What they’re doing: The Twins are tied with the Astros and Dodgers for best winning percentage in baseball (.672); Houston and Los Angeles have more wins (45 each to Minnesota’s 43), but they’ve both played three more games. With a 10.5-game lead over second-place Cleveland, the Twins own the largest division advantage in baseball. Their starters have the fourth-best ERA in the sport (3.59) and the fourth-best BB/9 (2.31). The offense has produced 14 more runs than any other team in baseball and 125 homers (Seattle tops MLB at 126). The team batting average (.274), OPS (.856), wOBA (.357) and wRC+ (124) all easily lead baseball.
Why that’s, um, surprising: The Twins were pretty disappointing last year, so much so that manager Paul Molitor was fired after the season, a year after he was named the AL Manager of the Year for 2017. Those stats mentioned in the previous graph?

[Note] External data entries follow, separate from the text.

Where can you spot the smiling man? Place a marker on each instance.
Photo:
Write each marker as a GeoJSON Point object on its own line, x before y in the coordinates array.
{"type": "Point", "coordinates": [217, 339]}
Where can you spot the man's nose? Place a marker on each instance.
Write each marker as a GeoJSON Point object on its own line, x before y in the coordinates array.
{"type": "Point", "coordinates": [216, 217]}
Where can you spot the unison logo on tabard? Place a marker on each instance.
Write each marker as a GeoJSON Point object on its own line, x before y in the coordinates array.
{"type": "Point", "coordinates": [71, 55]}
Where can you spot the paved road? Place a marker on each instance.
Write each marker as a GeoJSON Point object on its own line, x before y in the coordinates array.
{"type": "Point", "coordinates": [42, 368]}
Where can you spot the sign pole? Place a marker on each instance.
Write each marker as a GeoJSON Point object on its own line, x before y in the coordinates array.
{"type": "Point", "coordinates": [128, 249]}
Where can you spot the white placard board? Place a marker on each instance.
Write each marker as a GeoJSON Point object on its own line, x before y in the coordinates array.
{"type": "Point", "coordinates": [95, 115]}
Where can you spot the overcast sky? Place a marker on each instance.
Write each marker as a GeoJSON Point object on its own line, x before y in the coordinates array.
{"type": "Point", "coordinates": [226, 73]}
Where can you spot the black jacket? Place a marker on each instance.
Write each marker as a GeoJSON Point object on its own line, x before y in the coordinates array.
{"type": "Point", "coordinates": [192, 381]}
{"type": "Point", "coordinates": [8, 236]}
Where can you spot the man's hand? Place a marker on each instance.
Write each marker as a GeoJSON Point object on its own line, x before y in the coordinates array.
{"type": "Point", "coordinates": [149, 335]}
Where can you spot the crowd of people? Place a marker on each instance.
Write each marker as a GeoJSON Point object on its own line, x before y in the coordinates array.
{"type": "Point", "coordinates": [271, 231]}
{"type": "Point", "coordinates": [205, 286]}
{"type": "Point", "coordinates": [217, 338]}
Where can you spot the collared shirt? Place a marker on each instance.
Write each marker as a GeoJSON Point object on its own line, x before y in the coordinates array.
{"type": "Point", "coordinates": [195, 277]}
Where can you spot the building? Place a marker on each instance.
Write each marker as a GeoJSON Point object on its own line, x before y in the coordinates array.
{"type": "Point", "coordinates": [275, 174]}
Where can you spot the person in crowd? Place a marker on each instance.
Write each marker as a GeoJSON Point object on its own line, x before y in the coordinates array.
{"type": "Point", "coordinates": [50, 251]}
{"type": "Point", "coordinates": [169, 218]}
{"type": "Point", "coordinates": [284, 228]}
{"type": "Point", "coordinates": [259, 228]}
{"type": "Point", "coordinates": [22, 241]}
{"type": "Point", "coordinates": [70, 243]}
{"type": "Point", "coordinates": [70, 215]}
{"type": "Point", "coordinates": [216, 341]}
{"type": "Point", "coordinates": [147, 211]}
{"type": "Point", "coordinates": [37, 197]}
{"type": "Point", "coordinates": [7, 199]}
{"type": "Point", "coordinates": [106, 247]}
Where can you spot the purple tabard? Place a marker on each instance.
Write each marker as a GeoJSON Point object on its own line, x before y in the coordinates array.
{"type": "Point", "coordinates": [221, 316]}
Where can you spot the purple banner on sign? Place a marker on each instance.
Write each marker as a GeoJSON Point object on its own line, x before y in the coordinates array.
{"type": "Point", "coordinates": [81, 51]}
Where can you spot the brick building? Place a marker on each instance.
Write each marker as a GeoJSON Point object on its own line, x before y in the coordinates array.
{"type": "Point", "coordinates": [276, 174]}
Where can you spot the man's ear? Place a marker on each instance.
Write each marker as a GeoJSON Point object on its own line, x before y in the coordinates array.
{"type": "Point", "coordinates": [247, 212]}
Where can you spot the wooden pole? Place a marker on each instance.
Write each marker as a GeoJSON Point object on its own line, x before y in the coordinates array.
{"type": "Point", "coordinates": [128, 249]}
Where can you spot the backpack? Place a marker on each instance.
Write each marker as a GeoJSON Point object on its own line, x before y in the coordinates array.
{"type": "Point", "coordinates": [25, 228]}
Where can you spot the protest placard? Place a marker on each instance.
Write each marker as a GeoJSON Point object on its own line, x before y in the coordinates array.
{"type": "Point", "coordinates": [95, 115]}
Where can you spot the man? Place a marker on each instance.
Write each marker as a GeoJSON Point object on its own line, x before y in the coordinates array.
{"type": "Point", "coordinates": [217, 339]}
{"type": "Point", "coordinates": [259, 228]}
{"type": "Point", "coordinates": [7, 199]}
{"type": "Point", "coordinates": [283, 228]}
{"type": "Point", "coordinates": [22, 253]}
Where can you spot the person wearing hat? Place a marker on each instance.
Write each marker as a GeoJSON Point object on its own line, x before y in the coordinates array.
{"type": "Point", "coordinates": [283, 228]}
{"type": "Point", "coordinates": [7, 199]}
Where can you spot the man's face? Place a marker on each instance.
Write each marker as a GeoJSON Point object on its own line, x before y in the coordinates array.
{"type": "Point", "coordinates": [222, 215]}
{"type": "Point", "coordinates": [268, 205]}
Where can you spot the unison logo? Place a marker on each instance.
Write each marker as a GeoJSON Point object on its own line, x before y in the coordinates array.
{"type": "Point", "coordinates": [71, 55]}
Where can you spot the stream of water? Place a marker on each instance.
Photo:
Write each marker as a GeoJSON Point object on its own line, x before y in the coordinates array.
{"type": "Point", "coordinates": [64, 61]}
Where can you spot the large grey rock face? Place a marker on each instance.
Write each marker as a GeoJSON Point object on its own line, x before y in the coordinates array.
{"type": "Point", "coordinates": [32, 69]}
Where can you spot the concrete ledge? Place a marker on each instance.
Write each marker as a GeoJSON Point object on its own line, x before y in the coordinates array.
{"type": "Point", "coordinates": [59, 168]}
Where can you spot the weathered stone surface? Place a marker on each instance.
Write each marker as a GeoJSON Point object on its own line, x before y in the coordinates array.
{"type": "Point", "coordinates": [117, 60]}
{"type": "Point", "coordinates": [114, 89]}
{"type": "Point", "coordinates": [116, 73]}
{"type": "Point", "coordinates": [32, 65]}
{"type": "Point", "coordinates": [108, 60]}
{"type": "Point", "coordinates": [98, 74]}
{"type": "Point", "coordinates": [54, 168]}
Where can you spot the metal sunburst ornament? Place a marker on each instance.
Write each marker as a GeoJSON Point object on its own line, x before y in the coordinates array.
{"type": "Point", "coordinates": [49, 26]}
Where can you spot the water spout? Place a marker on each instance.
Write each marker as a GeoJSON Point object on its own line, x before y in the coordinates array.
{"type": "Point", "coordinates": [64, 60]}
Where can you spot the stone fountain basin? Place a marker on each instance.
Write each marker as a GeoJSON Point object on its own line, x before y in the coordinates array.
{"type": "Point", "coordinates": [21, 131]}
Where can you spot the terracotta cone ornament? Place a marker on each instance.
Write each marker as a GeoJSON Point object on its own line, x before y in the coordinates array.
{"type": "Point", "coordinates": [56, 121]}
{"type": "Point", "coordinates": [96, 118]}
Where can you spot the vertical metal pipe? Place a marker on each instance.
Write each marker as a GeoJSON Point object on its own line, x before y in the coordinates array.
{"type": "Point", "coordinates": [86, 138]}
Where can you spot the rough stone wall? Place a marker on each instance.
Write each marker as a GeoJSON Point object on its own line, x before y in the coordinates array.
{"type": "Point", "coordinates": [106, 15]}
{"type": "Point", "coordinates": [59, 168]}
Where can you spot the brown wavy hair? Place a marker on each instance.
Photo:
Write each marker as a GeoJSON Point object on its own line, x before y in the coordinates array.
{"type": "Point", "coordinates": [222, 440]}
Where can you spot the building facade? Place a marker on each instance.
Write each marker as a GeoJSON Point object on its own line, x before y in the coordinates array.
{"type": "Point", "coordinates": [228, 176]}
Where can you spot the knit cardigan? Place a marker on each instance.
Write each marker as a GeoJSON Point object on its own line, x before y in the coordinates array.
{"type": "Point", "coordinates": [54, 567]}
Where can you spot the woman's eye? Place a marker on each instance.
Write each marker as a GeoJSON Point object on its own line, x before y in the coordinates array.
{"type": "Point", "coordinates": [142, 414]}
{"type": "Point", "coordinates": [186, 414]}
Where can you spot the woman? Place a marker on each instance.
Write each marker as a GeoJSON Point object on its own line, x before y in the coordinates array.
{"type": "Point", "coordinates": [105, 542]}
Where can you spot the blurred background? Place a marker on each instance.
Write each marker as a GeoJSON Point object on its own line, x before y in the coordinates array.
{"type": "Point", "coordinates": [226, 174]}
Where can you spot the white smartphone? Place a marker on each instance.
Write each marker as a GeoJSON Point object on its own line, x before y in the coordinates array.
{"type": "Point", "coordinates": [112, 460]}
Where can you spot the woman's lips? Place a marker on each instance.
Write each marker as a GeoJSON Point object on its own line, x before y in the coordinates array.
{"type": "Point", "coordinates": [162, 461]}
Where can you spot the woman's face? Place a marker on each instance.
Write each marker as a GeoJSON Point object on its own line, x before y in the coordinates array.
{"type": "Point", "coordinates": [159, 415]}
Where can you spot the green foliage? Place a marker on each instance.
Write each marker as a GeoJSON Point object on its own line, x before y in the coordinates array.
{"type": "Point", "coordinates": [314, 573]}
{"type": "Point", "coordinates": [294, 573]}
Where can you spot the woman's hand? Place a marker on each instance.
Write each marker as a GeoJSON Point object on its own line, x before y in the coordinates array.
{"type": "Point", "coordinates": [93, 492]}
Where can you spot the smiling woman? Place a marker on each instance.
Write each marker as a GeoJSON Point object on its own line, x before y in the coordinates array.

Here’s where the Twins ranked in those categories in 2018: starter’s ERA (22nd, 4.54) and BB/9 (29th, 3.79), and on offense: runs (13th, 738) homers (23rd, 166), average (15th, .250), OPS (18th, .723), wOBA (18th, .313) and wRC+ (19th, 95).
Derek Dietrich, Reds
What he’s doing: In his first at-bat for the Reds, Dietrich slugged a three-run pinch-hit home run in the seventh inning of a game Cincinnati won 5-3. He hit two home runs against the Pirates in just his third start of the year, on April 7, then hit a solo homer and a two-run triple against the Cardinals on April 12 – and a folk hero was born. Dietrich had another two-homer game against the Giants on May 3 and a three-homer game against the Pirates on May 28. So far this year, Dietrich has 17 homers and a .984 OPS in just 169 plate appearances.
Why that’s, um, surprising: Despite his positional versatility – he’s started at least 50 big league games at second base, third base, left field and first base – and 16 homers in 149 games with a 112 OPS+ in 2018, the Marlins designated Dietrich for assignment last November. He remained in the world of free agency until late February, when he signed a minor league deal with the Reds. Dietrich had spent his entire big league career with the Marlins; a second-round pick by the Rays in 2010, he was traded to the Marlins after the 2012 season and made his MLB debut in May 2013.
Kyle Freeland, Rockies
What he’s doing: We’ll finish this piece with a downer. Sorry about that. Freeland is currently in Triple-A Albuquerque, a stunning development that was necessary after the lefty posted a 7.13 ERA in 12 starts for the Rockies. In those dozen games, Freeland allowed 16 homers, 47 earned runs and 68 hits in 59 1/3 innings. In his final three starts before the demotion, the lefty lasted a total of 8 2/3 innings, allowing 21 hits, 15 earned runs and almost as many homers (four) as strikeouts (five). And this wasn’t just a Coors Field thing; in six road starts, Freeland’s ERA was 5.04, too. In his first Triple-A start, Freeland allowed nine hits and four runs in five innings, striking out only two hitters.
Why that’s, um, surprising: I had an NL Cy Young vote last year, and I spent hours evaluating Freeland’s season before casting my ballot with his name in the fifth spot. His season wasn’t in the class of Jacob deGrom or Max Scherzer, or even Aaron Nola, my third choice. But Freeland was damn good at limiting damage. Last year he held opposing hitters to a .546 OPS with runners in scoring position; in 2019 that number is 1.051. Yeah. Expecting him to improve on 2018 might have been unrealistic, but not nearly as unrealistic as what has actually happened this year.